The amendments to the withdrawal agreement were put forward by various members of parliament and selected by Speaker John Bercow for debate on 29 January.

Amendment One (A): Corbyn

Put forward by Labour frontbencher Jeremy Corbyn, Amendment (A) requests government “secure sufficient time” to vote on ways of avoiding a no-deal Brexit and pushes for no-deal options to be taken off the table entirely.

Some of the suggestions put forward in this amendment included a Brexit plan which included permanent membership of the customs union and “a strong relationship with the single market” as well as “dynamic alignment” with the EU regarding contested areas such as environmental and workers’ rights.
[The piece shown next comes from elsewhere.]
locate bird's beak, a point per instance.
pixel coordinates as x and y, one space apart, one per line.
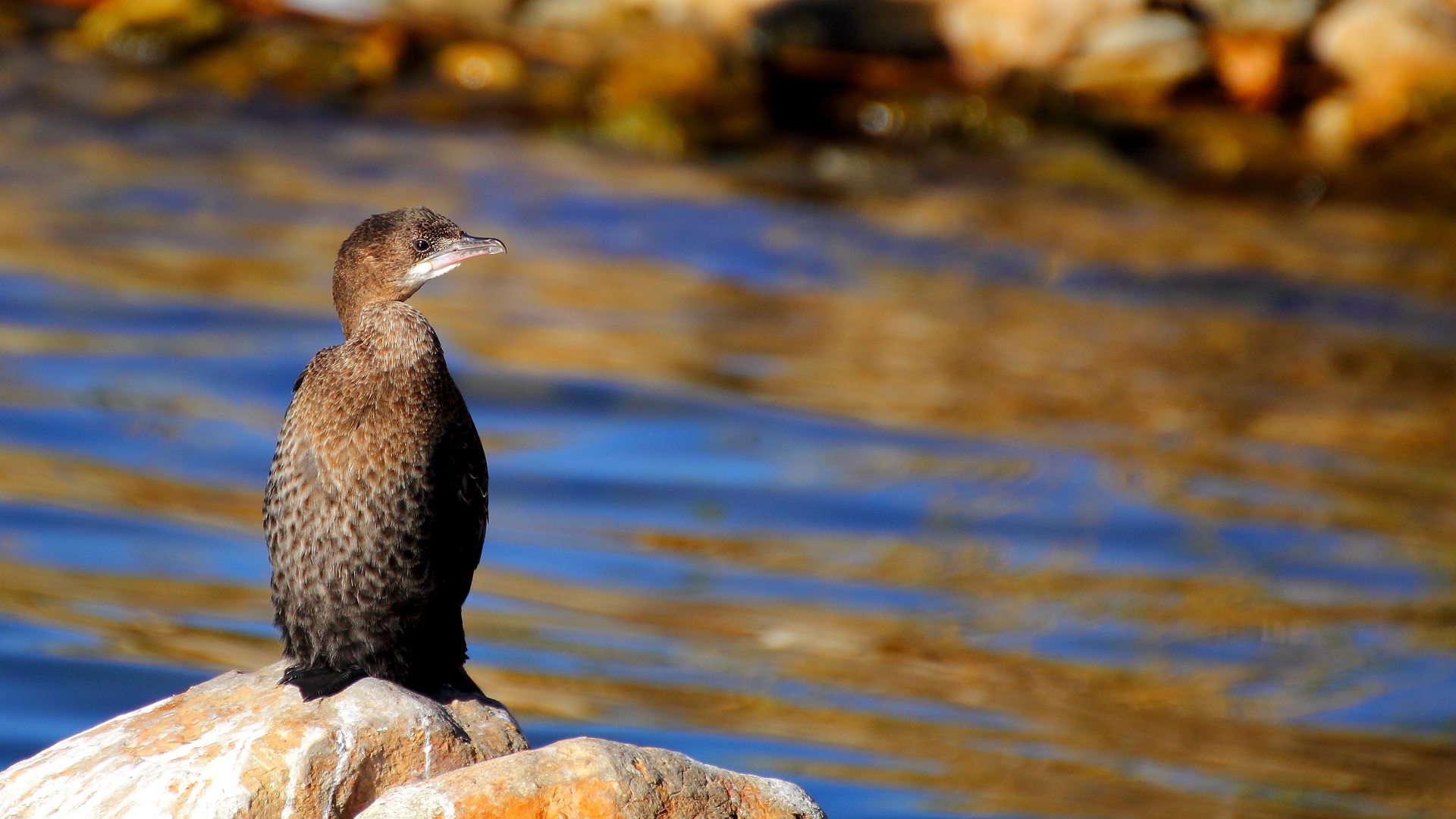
450 256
This amendment also included an option for a second referendum. Although Corbyn himself has been reluctant to publicly support a second referendum, this would allow “a public vote on a deal or a proposition that has commanded the support of the majority of the House of Commons”: giving the public a say in any final agreements.
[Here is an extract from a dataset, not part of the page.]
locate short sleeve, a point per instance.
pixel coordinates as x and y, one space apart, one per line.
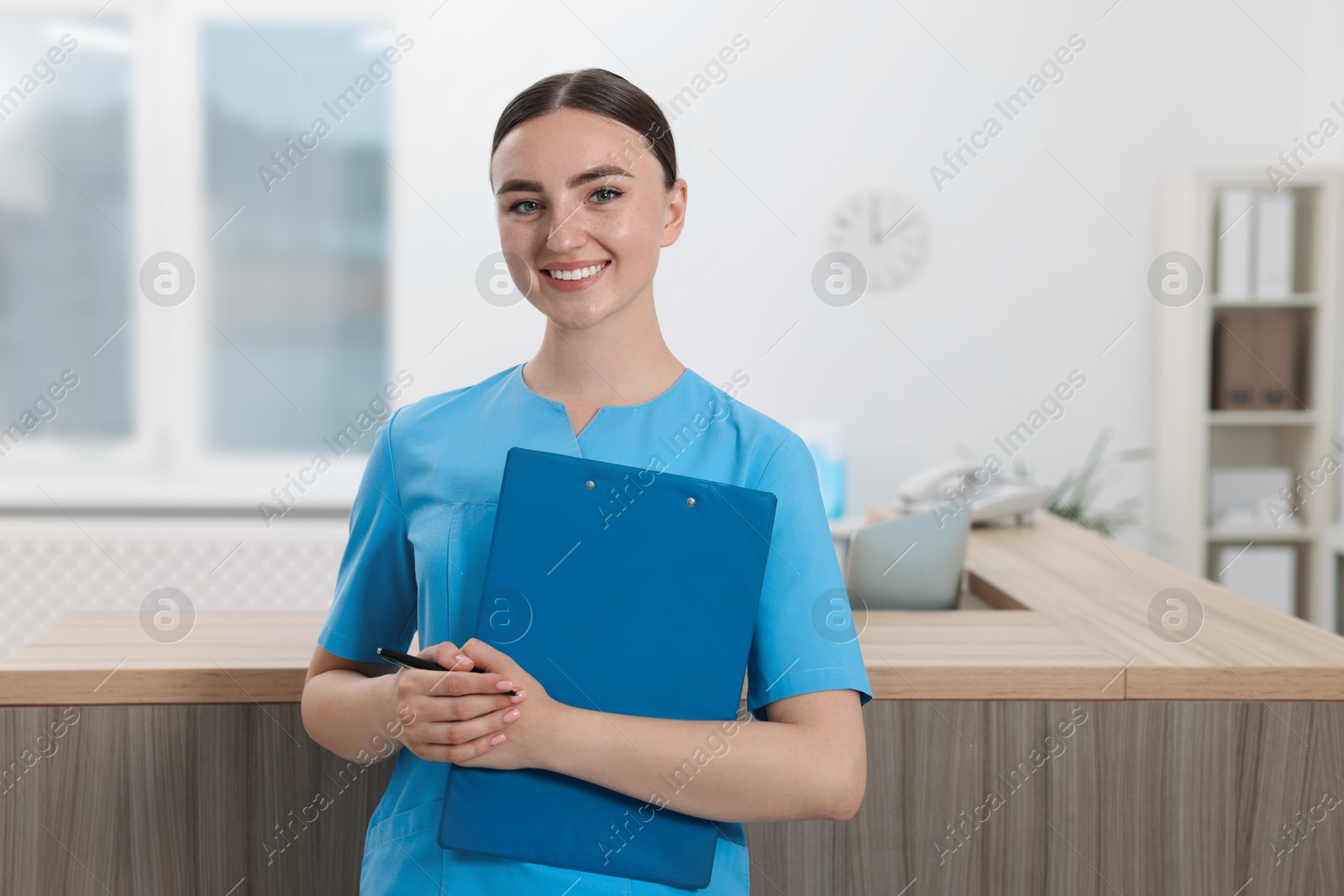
375 587
806 637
This was rejected at parliament, with 296 votes for and 327 against.

Amendment Two (B): Cooper

Backed by Labour, MP Yvette Cooper’s amendment involves a vote to delay Article 50 if a Brexit deal isn’t passed through Commons by 26 February. Similar to the Corbyn amendment, this Bill hopes to avoid a no-deal Brexit outcome by extending the deadline for the UK to negotiate more favourable divorce terms with the EU.

This proposal was also voted down on 29 January with 298 votes in favour and 321 against.

Amendment Three (G): Grieve

Former attorney general Dominic Grieve’s proposal suggests allowing MPs six days worth of debates to allow backbench MPs to set the Commons agenda.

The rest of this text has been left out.